According to the scores, the strongest regressors for this data were the forest, reaching above 88% accuracy. These were followed close behind by the neural network and SVM regressions, which were both above 84% accuracy. Trailing far at the end were the Linear Regression and the single tree, surprisingly. There was a difference of about 7% accuracy between the Linear Regression and its next closest neighbor, the SVM (77 vs 84). This shows that while the linear regression is the typical go-to in settings like statistics, there are better options out there depending on the data.

In [None]:
attributes = characteristics.columns #Get the tested attributes
attributes = list(zip(attributes, regression.coef_)) #Zip the attributes together with their coefficient
sortAtt = sorted(attributes, key = lambda x: x[1], reverse = True) #Sort the zipped attributes by their coefficients

print("According to the Linear Regression, the most important factors for pricing are: ") #Start printing the most important labels
i=0 #Counter variable so only the top five are printed

#For each attribute in the sorted attributes
for label, coef in sortAtt:
    if i<5: #If there has not been five printed yet
        print(label) #Print the label as an important factor
    i += 1 #Increase i by 1

In [None]:
attributes = characteristics.columns #Get the tested attributes
attributes = list(zip(attributes, forest.feature_importances_)) #Zip the attributes together with their coefficient
sortAtt = sorted(attributes, key = lambda x: x[1], reverse = True) #Sort the zipped attributes by their coefficients

print("According to the Random Forest (most accurate), the most important factors for pricing are: ") #Start printing the most important labels
i=0 #Counter variable so only the top five are printed

#For each attribute in the sorted attributes
for label, coef in sortAtt:
    if i<5: #If there has not been five printed yet
        print(label) #Print the label as an important factor
    i += 1 #Increase i by 1

In the listings of most important features contributing to the price, the Linear Regression and far more accurate Random Forest gave widely different results. Both models produced grade as one of the most important. Grade is how King County grades houses, so it makes sense houses in King County will rely on their grade to price houses. They both also have latitude and size (not counting the basement), but the utilization in the list is very different.
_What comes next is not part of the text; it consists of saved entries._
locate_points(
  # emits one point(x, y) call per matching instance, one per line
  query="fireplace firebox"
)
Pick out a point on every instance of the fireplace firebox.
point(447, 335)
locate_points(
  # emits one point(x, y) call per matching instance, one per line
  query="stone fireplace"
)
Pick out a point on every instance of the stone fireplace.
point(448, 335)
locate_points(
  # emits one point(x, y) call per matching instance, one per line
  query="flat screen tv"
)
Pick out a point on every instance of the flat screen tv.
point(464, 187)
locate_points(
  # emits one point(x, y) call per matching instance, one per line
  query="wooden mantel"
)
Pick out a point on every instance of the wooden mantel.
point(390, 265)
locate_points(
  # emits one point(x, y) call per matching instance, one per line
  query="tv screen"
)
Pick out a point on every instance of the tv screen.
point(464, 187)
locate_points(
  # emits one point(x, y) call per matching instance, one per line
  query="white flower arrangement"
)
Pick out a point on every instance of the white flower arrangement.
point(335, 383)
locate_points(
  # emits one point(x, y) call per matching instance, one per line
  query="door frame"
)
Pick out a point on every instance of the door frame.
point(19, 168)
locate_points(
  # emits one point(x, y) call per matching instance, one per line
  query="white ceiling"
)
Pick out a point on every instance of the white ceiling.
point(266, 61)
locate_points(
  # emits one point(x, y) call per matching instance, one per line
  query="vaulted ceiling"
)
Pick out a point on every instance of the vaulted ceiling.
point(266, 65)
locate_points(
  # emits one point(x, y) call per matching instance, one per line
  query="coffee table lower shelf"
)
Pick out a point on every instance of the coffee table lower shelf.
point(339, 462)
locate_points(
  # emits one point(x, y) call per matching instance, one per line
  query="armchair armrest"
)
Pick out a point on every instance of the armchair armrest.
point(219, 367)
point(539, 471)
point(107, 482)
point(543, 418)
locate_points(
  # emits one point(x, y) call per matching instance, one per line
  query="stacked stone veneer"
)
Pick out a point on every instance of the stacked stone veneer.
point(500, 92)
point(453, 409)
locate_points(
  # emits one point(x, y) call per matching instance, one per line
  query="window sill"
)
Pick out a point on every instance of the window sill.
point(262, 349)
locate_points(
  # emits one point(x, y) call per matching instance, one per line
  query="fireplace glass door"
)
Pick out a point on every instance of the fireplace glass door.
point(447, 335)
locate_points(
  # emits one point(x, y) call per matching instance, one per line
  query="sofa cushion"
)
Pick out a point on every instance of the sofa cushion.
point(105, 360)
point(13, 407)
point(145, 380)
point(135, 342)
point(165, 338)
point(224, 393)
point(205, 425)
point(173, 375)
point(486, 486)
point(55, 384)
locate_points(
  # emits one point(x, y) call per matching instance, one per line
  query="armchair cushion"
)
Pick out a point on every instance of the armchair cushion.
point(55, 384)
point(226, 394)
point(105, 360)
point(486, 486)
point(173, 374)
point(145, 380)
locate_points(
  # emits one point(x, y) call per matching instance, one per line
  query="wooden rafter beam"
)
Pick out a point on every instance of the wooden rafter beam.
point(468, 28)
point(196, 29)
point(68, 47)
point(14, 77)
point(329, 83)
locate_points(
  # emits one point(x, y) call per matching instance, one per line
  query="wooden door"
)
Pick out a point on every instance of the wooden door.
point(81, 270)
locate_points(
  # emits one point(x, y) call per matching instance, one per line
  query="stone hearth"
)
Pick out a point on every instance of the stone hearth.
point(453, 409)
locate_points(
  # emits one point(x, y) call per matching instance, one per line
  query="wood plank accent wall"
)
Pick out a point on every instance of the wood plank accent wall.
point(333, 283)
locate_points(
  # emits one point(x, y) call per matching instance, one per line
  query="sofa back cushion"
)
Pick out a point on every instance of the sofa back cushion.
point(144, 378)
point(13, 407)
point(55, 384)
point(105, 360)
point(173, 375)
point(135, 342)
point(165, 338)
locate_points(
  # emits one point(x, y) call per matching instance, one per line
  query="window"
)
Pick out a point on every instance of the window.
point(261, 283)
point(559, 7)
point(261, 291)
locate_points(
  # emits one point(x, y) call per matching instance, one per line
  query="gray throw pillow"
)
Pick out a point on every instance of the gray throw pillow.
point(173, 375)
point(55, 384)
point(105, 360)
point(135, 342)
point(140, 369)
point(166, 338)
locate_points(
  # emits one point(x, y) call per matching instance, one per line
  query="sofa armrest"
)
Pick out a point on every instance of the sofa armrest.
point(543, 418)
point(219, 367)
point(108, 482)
The Forest ranked location (latitude and longitude) and above-ground sizing (the size of the house and the size not counting the basement) as the most important metrics. This makes sense, as different areas tend to have higher or lower prices and size does tend to be an important factor in considering a house.

The Linear regression ranked the age a whole lot higher than anything else, which is a bit odd, considering it was not even on the Forest's list. There is also latitude and size above ground, which tells me the Linear regression was trying to come to a similar conclusion about space and location that the forest did, it just put higher emphasis on age. Price emphasis by age can make sense, but I feel like that only matters highly with the very old houses. This intuition is also shown in the forest model, as I had to change the iterator to 9 in order to even show age, thus it is ranking it as the 9th most important factor.